To the music side of things now; the gig was perfect for any type of Panic! fan new or old as the balance between all of their albums was just right and pretty much every song choice fitted the mood. The only song I felt shouldn’t have been left out was ‘Time to Dance’, but was made up for with the inclusion of five of ‘A fever you can’t sweat out’s’ great classics like ‘Camisado’ and ‘But it’s better if you do’. A rather unexpected song came in the form of The Smiths cover ‘How soon is now?’ during which Brendon jumped down into the crowd, which escalated the screams to that which could rival a full blown festival crowd.
Brendon was not shy to show off all his brilliant musical talent in the form of his unique and fantastic voice which held throughout the show without faltering once. Aside from that he showcased his talent by jumping from keyboard to guitar and timpani, which all the band got to have a go with including PANIC!’s new tour partners Ian Crawford (lead guitar and backing vocals) and Dallon Weekes (bass guitar, synthesizers and backing vocals). This is one of the many things that make Panic! at the Disco one of those ‘absolute must see’ bands as they don’t simply perform - they put on a show for their audience putting everything they have into it.

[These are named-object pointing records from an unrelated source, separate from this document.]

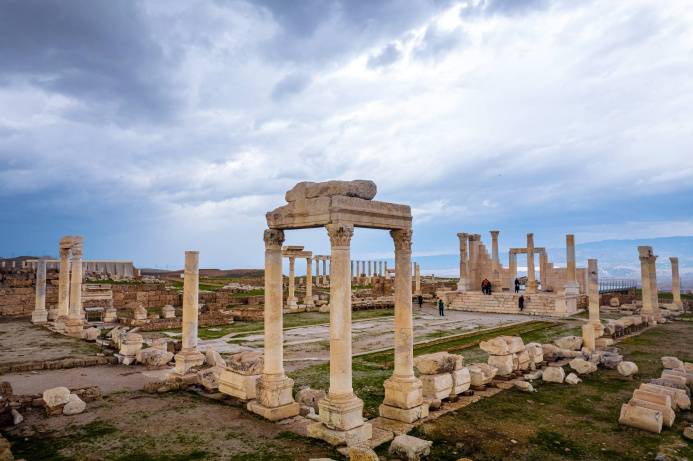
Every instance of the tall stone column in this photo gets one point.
(403, 391)
(189, 357)
(512, 270)
(63, 289)
(495, 263)
(40, 314)
(532, 284)
(308, 300)
(75, 322)
(644, 253)
(274, 396)
(463, 284)
(676, 282)
(341, 412)
(654, 292)
(291, 300)
(571, 287)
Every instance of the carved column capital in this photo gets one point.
(340, 235)
(273, 238)
(402, 239)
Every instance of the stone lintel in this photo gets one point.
(320, 211)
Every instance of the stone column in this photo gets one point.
(532, 284)
(644, 253)
(40, 314)
(291, 301)
(463, 284)
(341, 412)
(495, 263)
(654, 292)
(403, 391)
(274, 396)
(571, 287)
(512, 270)
(676, 282)
(189, 357)
(308, 300)
(63, 289)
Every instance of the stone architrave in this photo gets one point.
(308, 300)
(676, 281)
(75, 322)
(571, 287)
(189, 357)
(40, 314)
(274, 397)
(63, 287)
(403, 391)
(654, 292)
(463, 284)
(495, 263)
(644, 253)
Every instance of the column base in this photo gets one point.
(336, 437)
(341, 414)
(39, 316)
(274, 413)
(74, 327)
(187, 359)
(571, 288)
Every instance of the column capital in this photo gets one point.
(340, 234)
(402, 239)
(273, 238)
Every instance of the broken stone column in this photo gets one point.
(63, 289)
(403, 391)
(495, 263)
(463, 284)
(512, 270)
(40, 314)
(308, 300)
(274, 397)
(341, 412)
(644, 253)
(189, 356)
(291, 300)
(75, 322)
(654, 292)
(571, 287)
(676, 282)
(532, 284)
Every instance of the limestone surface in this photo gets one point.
(74, 406)
(410, 448)
(433, 364)
(56, 396)
(627, 368)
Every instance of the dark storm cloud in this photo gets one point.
(384, 58)
(99, 51)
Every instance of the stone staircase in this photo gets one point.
(503, 303)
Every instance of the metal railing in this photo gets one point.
(616, 285)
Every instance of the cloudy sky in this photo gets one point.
(155, 127)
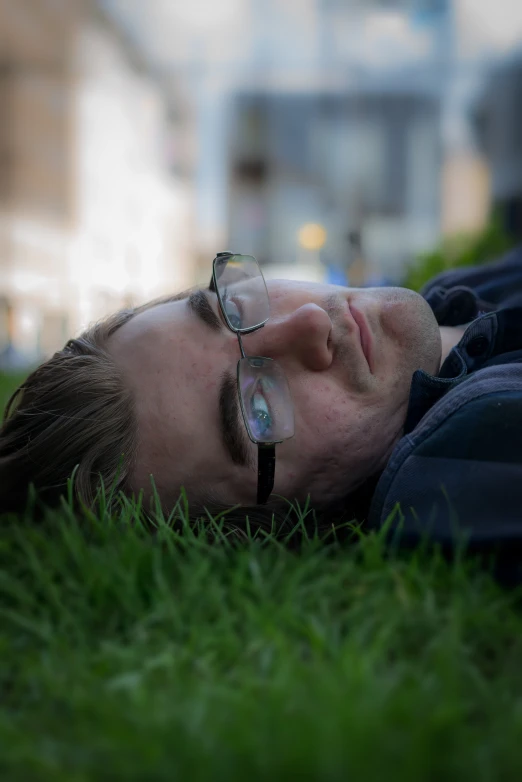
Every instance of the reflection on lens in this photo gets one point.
(239, 280)
(265, 400)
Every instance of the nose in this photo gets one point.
(301, 335)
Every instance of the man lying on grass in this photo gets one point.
(246, 393)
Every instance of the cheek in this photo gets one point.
(322, 410)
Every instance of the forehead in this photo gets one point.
(174, 366)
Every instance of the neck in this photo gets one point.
(449, 337)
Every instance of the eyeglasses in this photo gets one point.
(262, 388)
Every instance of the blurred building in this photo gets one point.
(362, 164)
(92, 216)
(350, 140)
(498, 122)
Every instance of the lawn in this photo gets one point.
(137, 656)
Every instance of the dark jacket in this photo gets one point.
(457, 471)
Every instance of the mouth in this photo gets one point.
(365, 334)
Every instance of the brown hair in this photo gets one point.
(74, 413)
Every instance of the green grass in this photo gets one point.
(137, 656)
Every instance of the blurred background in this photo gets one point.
(335, 140)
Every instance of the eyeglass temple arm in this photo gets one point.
(265, 472)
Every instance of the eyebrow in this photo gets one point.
(200, 305)
(232, 432)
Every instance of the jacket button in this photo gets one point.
(477, 346)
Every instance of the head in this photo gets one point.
(153, 392)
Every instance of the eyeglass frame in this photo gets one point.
(265, 450)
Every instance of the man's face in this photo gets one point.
(348, 355)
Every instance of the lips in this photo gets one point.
(364, 334)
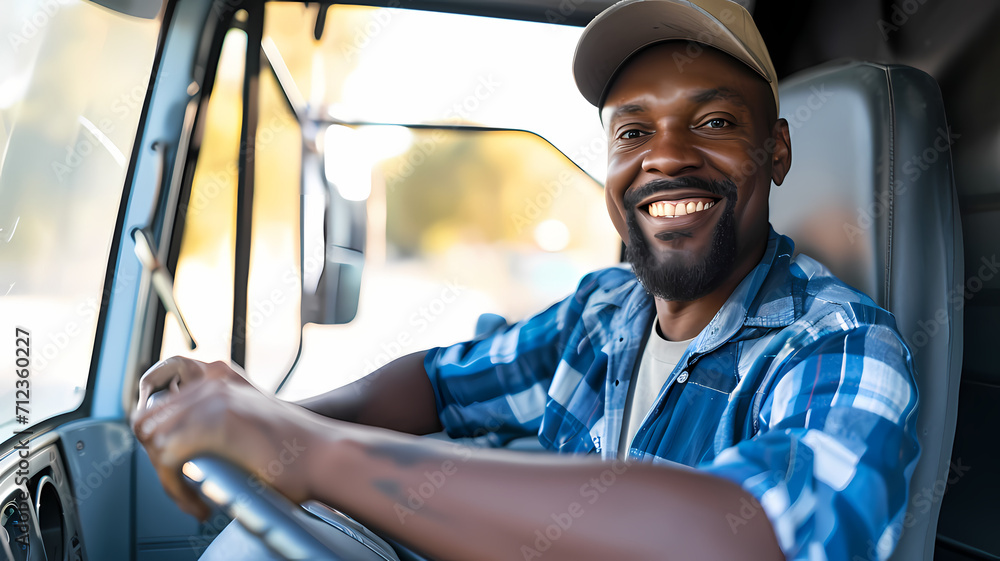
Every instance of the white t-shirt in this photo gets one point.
(658, 361)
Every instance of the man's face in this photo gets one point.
(693, 148)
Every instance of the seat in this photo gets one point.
(871, 195)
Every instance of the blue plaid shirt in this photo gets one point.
(800, 389)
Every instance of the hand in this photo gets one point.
(210, 409)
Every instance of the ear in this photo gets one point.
(781, 157)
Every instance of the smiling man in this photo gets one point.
(789, 393)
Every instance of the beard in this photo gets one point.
(675, 277)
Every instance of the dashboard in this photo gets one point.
(38, 520)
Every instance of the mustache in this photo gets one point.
(724, 188)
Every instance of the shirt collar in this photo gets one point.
(770, 296)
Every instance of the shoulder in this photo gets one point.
(831, 307)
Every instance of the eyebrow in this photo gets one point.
(626, 110)
(704, 96)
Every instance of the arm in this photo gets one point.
(831, 463)
(397, 396)
(450, 501)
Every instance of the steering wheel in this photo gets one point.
(289, 530)
(293, 532)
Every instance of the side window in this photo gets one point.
(458, 213)
(460, 219)
(460, 224)
(203, 278)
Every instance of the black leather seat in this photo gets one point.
(871, 195)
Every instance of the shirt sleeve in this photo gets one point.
(498, 386)
(831, 463)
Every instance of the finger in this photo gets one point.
(183, 494)
(168, 373)
(230, 372)
(161, 430)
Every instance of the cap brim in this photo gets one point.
(628, 27)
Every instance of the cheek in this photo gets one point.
(616, 212)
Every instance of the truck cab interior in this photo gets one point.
(294, 185)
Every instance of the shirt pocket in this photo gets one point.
(716, 371)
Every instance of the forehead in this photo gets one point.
(693, 72)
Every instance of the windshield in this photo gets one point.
(73, 77)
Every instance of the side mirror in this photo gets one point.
(333, 230)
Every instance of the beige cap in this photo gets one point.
(631, 25)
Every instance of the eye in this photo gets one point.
(630, 134)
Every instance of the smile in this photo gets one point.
(682, 207)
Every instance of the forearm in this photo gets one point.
(454, 502)
(398, 396)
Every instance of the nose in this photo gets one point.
(671, 153)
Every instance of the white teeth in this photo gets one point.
(670, 210)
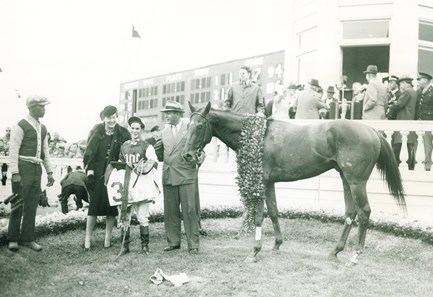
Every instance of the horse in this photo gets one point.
(298, 151)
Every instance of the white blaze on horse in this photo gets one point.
(294, 152)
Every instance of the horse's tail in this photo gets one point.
(388, 167)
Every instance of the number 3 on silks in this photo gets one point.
(118, 186)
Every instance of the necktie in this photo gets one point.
(174, 130)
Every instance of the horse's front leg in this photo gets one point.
(271, 204)
(258, 233)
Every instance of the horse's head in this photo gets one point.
(199, 132)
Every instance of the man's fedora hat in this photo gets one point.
(390, 78)
(314, 82)
(371, 69)
(405, 77)
(34, 100)
(424, 75)
(292, 86)
(135, 119)
(173, 106)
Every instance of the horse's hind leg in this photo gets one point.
(271, 204)
(258, 236)
(350, 215)
(363, 210)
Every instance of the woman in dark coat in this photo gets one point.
(103, 146)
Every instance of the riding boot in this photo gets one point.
(144, 236)
(125, 248)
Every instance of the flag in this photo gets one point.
(18, 94)
(135, 33)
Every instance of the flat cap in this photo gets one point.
(34, 100)
(173, 106)
(135, 119)
(424, 75)
(108, 111)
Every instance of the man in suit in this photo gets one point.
(404, 109)
(424, 112)
(375, 97)
(309, 102)
(155, 135)
(392, 95)
(179, 181)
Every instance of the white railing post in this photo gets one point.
(420, 152)
(404, 154)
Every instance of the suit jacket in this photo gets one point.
(175, 169)
(308, 104)
(404, 107)
(375, 101)
(424, 109)
(151, 140)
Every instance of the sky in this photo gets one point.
(76, 53)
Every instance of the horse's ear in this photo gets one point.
(191, 107)
(207, 109)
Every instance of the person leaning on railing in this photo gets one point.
(424, 112)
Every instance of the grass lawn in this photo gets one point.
(390, 266)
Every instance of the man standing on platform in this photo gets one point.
(245, 96)
(375, 98)
(424, 112)
(179, 180)
(28, 149)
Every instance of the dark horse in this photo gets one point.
(299, 151)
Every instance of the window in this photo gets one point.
(366, 29)
(425, 32)
(307, 40)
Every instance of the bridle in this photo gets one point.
(207, 132)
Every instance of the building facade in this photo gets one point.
(330, 39)
(146, 97)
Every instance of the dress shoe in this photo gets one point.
(32, 245)
(193, 251)
(13, 246)
(172, 248)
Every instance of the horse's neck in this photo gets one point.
(227, 127)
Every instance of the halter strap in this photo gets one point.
(208, 130)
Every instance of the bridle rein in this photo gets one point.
(207, 132)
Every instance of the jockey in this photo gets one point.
(135, 152)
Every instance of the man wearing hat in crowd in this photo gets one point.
(404, 109)
(179, 180)
(375, 97)
(245, 96)
(155, 135)
(424, 112)
(28, 150)
(141, 156)
(392, 95)
(309, 102)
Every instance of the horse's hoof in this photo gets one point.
(276, 251)
(250, 259)
(333, 258)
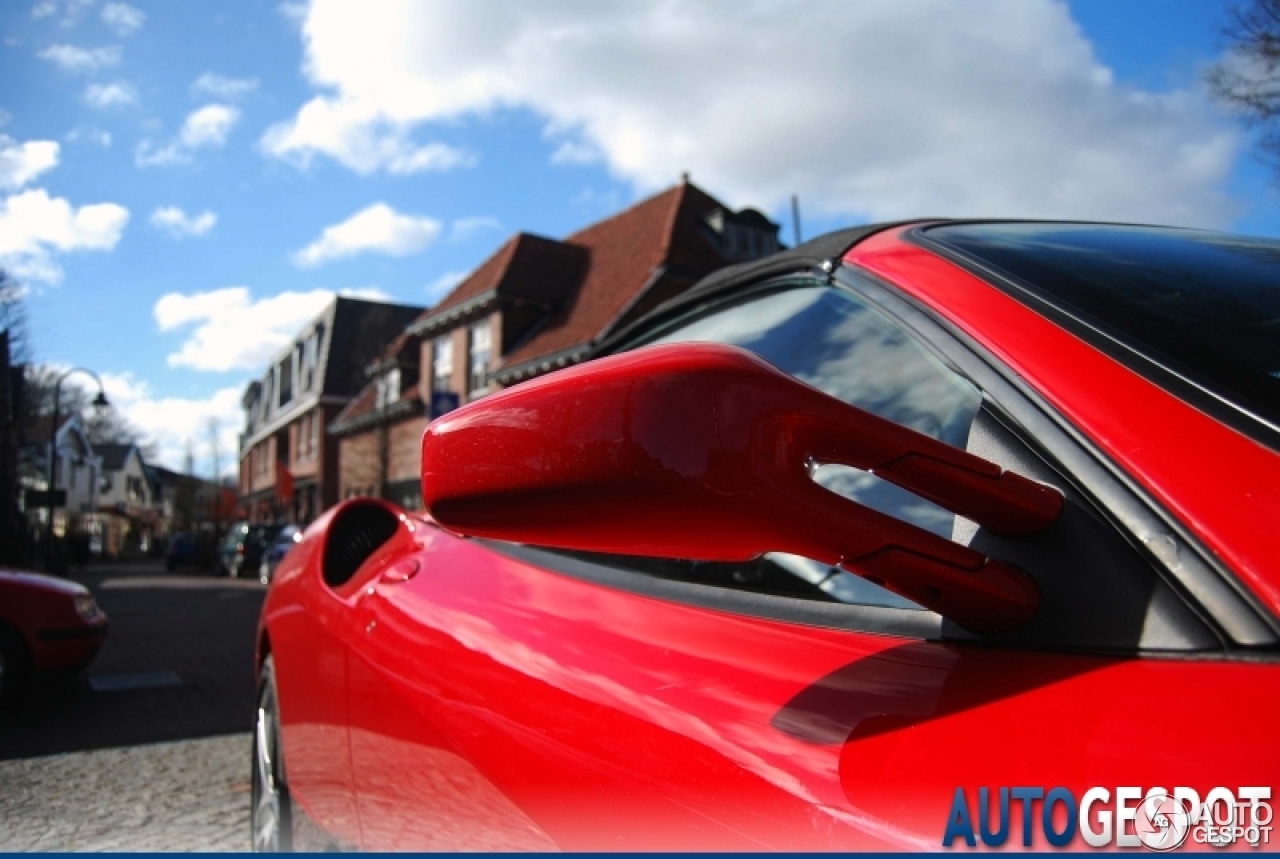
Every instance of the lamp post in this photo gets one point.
(99, 403)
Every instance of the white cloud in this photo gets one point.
(223, 87)
(357, 138)
(179, 224)
(73, 10)
(110, 95)
(440, 287)
(865, 110)
(378, 229)
(122, 18)
(172, 423)
(208, 126)
(72, 58)
(466, 228)
(90, 135)
(21, 163)
(232, 330)
(366, 293)
(204, 128)
(35, 225)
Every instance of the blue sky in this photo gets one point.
(204, 150)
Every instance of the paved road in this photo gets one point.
(150, 749)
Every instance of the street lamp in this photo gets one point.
(99, 405)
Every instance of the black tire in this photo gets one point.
(272, 810)
(14, 665)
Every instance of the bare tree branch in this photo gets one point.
(1248, 77)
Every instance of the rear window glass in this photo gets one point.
(1205, 306)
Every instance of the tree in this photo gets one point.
(105, 426)
(1248, 76)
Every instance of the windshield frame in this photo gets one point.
(1128, 351)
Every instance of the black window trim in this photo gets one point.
(1169, 378)
(1205, 584)
(1184, 561)
(873, 620)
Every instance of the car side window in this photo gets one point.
(842, 346)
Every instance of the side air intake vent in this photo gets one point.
(353, 537)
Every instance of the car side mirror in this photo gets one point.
(705, 452)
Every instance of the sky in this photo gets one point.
(183, 186)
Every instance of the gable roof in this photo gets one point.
(114, 456)
(526, 266)
(627, 252)
(360, 333)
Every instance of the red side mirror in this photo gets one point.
(704, 451)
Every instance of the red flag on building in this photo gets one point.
(283, 484)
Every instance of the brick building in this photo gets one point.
(534, 306)
(287, 462)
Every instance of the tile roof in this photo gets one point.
(625, 251)
(525, 266)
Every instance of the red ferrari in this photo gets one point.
(928, 535)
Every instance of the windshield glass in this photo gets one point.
(1205, 306)
(842, 346)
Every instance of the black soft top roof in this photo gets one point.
(830, 247)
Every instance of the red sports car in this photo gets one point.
(46, 625)
(919, 535)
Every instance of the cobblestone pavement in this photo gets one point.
(186, 795)
(150, 749)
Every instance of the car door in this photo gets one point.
(609, 702)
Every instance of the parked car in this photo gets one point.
(288, 537)
(247, 544)
(46, 626)
(187, 549)
(813, 557)
(227, 551)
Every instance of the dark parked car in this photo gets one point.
(288, 537)
(823, 554)
(46, 625)
(250, 542)
(187, 549)
(228, 547)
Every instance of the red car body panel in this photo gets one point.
(42, 610)
(458, 695)
(496, 704)
(1221, 484)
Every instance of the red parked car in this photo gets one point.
(920, 535)
(46, 625)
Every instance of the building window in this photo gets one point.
(480, 348)
(286, 375)
(388, 389)
(442, 364)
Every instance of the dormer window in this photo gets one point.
(442, 364)
(388, 388)
(743, 234)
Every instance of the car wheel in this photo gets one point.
(14, 665)
(272, 813)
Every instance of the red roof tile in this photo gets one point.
(625, 250)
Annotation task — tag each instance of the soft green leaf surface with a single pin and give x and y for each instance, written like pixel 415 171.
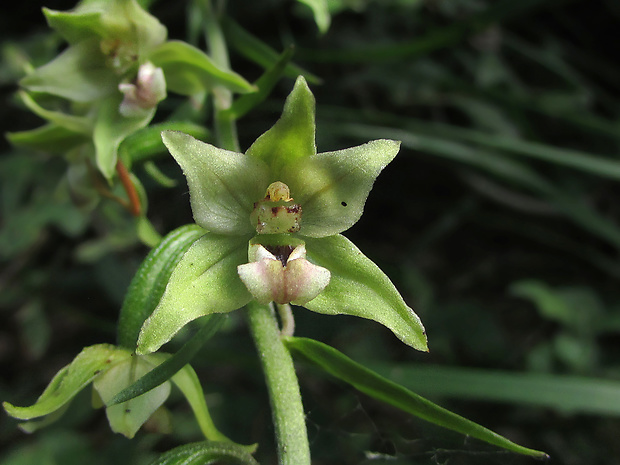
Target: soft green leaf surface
pixel 79 124
pixel 205 281
pixel 48 138
pixel 173 364
pixel 358 287
pixel 203 453
pixel 70 380
pixel 223 185
pixel 374 385
pixel 149 282
pixel 320 10
pixel 189 384
pixel 128 417
pixel 79 73
pixel 292 137
pixel 110 129
pixel 332 187
pixel 189 71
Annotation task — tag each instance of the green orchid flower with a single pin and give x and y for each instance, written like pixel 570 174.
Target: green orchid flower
pixel 274 216
pixel 119 65
pixel 110 369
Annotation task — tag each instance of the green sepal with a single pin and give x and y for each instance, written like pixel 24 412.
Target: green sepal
pixel 78 74
pixel 190 71
pixel 149 282
pixel 339 365
pixel 70 380
pixel 78 124
pixel 127 418
pixel 223 185
pixel 332 187
pixel 205 453
pixel 358 287
pixel 124 20
pixel 204 282
pixel 110 129
pixel 293 136
pixel 48 138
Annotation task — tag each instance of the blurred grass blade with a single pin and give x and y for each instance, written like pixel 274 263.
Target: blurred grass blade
pixel 149 282
pixel 378 387
pixel 259 52
pixel 168 368
pixel 500 166
pixel 566 394
pixel 265 84
pixel 202 453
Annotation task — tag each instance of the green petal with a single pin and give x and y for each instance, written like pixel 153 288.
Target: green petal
pixel 359 288
pixel 189 70
pixel 223 185
pixel 79 74
pixel 293 136
pixel 70 380
pixel 332 187
pixel 127 418
pixel 205 281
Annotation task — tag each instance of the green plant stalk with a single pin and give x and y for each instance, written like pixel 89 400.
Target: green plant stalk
pixel 225 127
pixel 287 409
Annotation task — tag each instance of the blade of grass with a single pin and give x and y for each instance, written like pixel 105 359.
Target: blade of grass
pixel 378 387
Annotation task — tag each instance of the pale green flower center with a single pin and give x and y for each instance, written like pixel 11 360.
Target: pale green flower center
pixel 277 213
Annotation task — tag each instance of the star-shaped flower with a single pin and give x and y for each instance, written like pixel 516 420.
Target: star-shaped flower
pixel 274 217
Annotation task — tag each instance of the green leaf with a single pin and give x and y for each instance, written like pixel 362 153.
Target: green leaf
pixel 79 74
pixel 48 138
pixel 332 187
pixel 70 380
pixel 223 185
pixel 149 282
pixel 565 394
pixel 358 287
pixel 189 384
pixel 293 136
pixel 190 71
pixel 110 129
pixel 172 365
pixel 128 417
pixel 320 10
pixel 204 453
pixel 378 387
pixel 79 124
pixel 204 282
pixel 146 143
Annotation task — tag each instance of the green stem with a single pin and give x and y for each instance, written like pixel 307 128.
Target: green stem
pixel 287 409
pixel 225 127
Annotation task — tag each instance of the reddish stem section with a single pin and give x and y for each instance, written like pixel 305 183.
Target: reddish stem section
pixel 134 201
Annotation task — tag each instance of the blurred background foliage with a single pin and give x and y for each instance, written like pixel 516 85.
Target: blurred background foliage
pixel 498 221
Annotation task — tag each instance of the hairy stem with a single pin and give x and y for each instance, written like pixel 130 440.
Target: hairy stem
pixel 286 407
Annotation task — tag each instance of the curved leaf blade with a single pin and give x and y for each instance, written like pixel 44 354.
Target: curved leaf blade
pixel 70 380
pixel 149 282
pixel 203 453
pixel 204 282
pixel 378 387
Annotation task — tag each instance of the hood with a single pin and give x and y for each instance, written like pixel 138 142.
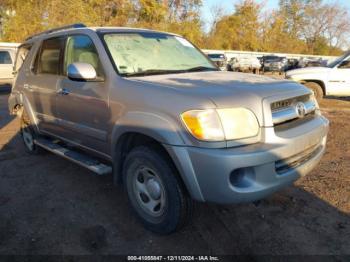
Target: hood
pixel 308 70
pixel 225 89
pixel 224 85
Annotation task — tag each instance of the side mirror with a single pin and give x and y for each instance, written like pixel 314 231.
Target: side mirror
pixel 81 71
pixel 344 64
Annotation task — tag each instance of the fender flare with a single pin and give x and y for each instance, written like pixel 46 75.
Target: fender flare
pixel 162 130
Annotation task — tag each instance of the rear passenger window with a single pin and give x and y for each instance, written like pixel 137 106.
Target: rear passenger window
pixel 80 48
pixel 50 56
pixel 21 56
pixel 5 58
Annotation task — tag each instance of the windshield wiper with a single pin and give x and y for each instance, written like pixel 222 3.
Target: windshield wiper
pixel 200 69
pixel 152 72
pixel 163 71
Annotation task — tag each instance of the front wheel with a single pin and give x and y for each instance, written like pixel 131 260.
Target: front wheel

When it was time for the band to go the already rallied audience pulled together with enough chanting and cheering to bring them back for one more song, ‘Nearly Witches (Ever since we met)’. No other song in my opinion could have ended that night better. Panic! and the audience both left happy, which was shown through the unified singing of the crowd through the streets ofBirmingham.
To sum up the night the enthusiasm from the crowd was amazing, the sound quality of the show was a few notches above pure excellence. In between songs Brendon’s banter was great and continued to entertain the audience during instrument changes. A brilliant time for the crowd and an even better time for the band as the smiles on the faces of all therein showed that Panic! at the Disco loved the night as much as the audience love them. A whole lot.